Dearduff succeeds in his deliberate effort to relate to the reader several of the more personal stories of Airman and military members serving in Iraq that he feels are often overlooked by the media. He has the advantage of a unique perspective of Air Force operations given his extensive daily interactions with Airmen of all ranks—from Airman first class through general officer—and professions, from the support personnel who remained on base for the entirety of their tours to security personnel who frequently went beyond the wire. He offers descriptions of the various missions accomplished by pilots, aircrew, explosive ordinance disposal (EOD) Airmen, pararescuemen, special agents, medical staff, and various support functions, using his position to help his reader understand how these various elements worked together in a
challenging combat environment. Indeed, the author’s deep appreciation for the work of special agents, pararescuemen, security forces personnel, and EOD personnel is ever apparent throughout the book as he details his frequent interactions with them and efforts to ensure these Airmen have sufficient resources to accomplish their objectives.

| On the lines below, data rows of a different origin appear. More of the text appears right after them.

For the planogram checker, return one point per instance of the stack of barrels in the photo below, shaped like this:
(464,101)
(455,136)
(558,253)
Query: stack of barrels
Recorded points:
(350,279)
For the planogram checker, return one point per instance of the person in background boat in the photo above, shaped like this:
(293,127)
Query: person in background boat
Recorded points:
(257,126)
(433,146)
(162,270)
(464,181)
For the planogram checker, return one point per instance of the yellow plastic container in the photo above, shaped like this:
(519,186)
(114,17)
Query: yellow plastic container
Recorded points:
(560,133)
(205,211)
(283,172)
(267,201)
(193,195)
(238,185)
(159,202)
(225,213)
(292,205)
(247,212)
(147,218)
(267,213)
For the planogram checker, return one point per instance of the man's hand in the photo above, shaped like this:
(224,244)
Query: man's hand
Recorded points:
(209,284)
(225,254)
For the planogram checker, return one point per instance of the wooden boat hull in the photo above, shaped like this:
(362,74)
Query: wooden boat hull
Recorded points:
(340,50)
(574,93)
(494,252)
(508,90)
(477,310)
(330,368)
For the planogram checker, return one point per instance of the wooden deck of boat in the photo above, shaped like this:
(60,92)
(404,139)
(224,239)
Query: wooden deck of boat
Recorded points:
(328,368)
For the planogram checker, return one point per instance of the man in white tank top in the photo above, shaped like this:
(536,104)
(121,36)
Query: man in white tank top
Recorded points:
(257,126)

Throughout the book, Dearduff describes his passionate efforts to honor fallen Airmen, 13 of whom were killed during his tour. Several of the stories Dearduff tells, including those of EOD Capt Kermit Evans and F-16 pilot Maj Troy “Trojan” Gilbert, will be familiar to readers having been extensively covered in media and other accounts of the Iraq War. He offers moving accounts of both officers and other fallen Airmen based on his personal interactions with the fallen Airmen themselves and their units. In doing so, the author gives his readers a brutally honest understanding of the sacrifices that many Airmen are called upon to make in combat zones, the emotions their comrades experience over their losses, and the need to quickly return to work despite significant emotional challenges. He follows these themes through to the final entry of this book, dated 19 December 2016, when he writes a rather detailed and moving account of the internment of Major Gilbert’s remains at Arlington National Cemetery. Without a doubt, this account will leave the reader with a sense of tragedy and closure.
Several times, Dearduff focuses on matters of discipline that may strike some readers, both with and without military experience, as rather petty. One example is when he describes his interactions at the dining facility with two female Airmen from the medical group who are not wearing their physical
training uniforms properly, drawing a conclusion that they may not be following the standards of their immunization clinic if they are not following the standards of uniform wear. This encounter so troubles him that he chooses to eat his meal in his own quarters instead of with his Airmen in the dining facility (pp. 111–12). The reader may be left wondering why Dearduff dwells on several of these minor details given the more immediate threats to the lives of Airmen that he worked to mitigate on a daily basis.
Another shortcoming of the book is that Dearduff often refers to important discussions and events in passing without describing their significance and consequences in greater analytical detail, depriving the reader of more extensive insights that he certainly has to offer. For example, he describes morale and leadership challenges he encounters while visiting Airmen at a forward operating base on 14 May 2007 but does not engage in an assessment of what these challenges could be attributed to (pp. 238–41). His insights into such challenges would be interesting to readers who face similar scenarios in their own careers.
Despite minor shortcomings, Dearduff’s memoir is an engaging read for those interested in the operations of an air base during war from a senior enlisted member’s point of view. Given his experience with Airmen of all ranks and backgrounds, Dearduff offers a more nuanced approach of the Air Force mission than many accounts in the media or memoirs by junior enlisted and officers of all ranks who focus on specific missions without placing them in a broader context. Many accounts of the modern USAF focus on specific communities and operations without necessarily focusing on a larger picture of
how these various functions cooperate in a deployed environment to accomplish their collective missions. Dearduff successfully reminds his readers of the necessary cooperation across career fields, both operational and support, that ensures the success of the US Air Force.